On Marriage

When Arnold Schwartzenegger and Maria Shriver announced that they were separating after 25 years of marriage, my mother commented that Maria was probably unclenching her teeth for the first time in 25 years. Arnold, based on the rumors of philandering and allegations of unwanted groping, didn’t seem like any great prize in the husband lottery. That suspicion was confirmed this morning when I heard that Arnold fathered a child with one of his household staff ten years ago and Maria just found out recently.

Well. Ain’t he a class act?

Everything about this story is basically gross. I can’t conceive of wanting to sleep with Arnold, first of all. I’ve never found him all that attractive so that alone is puzzling to me. Then there’s the shady bit about the woman being an employee. Employer/employee affairs are frequently not a good combo act. Was she 100% down with getting busy with the Terminator? Or was she worried about getting terminated? And how the hell did she go to work every day and deal with Maria? What did she say about the pregnancy? It’s all just so sordid.

But the bigger question here is the same question I asked about Tiger Wood, Jesse James, Bill Clinton, John Ensign, hell, even JFK: why did these guys get married at all?
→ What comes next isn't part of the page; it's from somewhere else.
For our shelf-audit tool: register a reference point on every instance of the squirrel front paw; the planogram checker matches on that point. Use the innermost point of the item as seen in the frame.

What is the personality disorder that drives a man whose apparent principal pleasure in life is fucking the multitudes down the aisle with promises to fuck one, and only one, woman for the rest of his time on earth? Do these men just have a staggering lack of self-awareness and don’t realize that 15 minutes in a tux in front of a clergyman isn’t going to wipe away their lifetime desire to stick it in, to borrow a phrase from Maragaret Cho? Or do they know that their dick is going to keep making guest appearances all over town but they assume that they’re smart enough to not get caught?

Or do we have a screwed up fetish about marriage in this country that causes people to enter into the institution regardless of whether or not it’s a good idea?

I’m probably not the first person to draw some bright lines between philandering husbands – especially those in public life – the bridal-industrial complex that peddles fairy-tale weddings, and everyone whose ever said that marriage is the foundation for civilization. It’s all part and parcel of the same thing.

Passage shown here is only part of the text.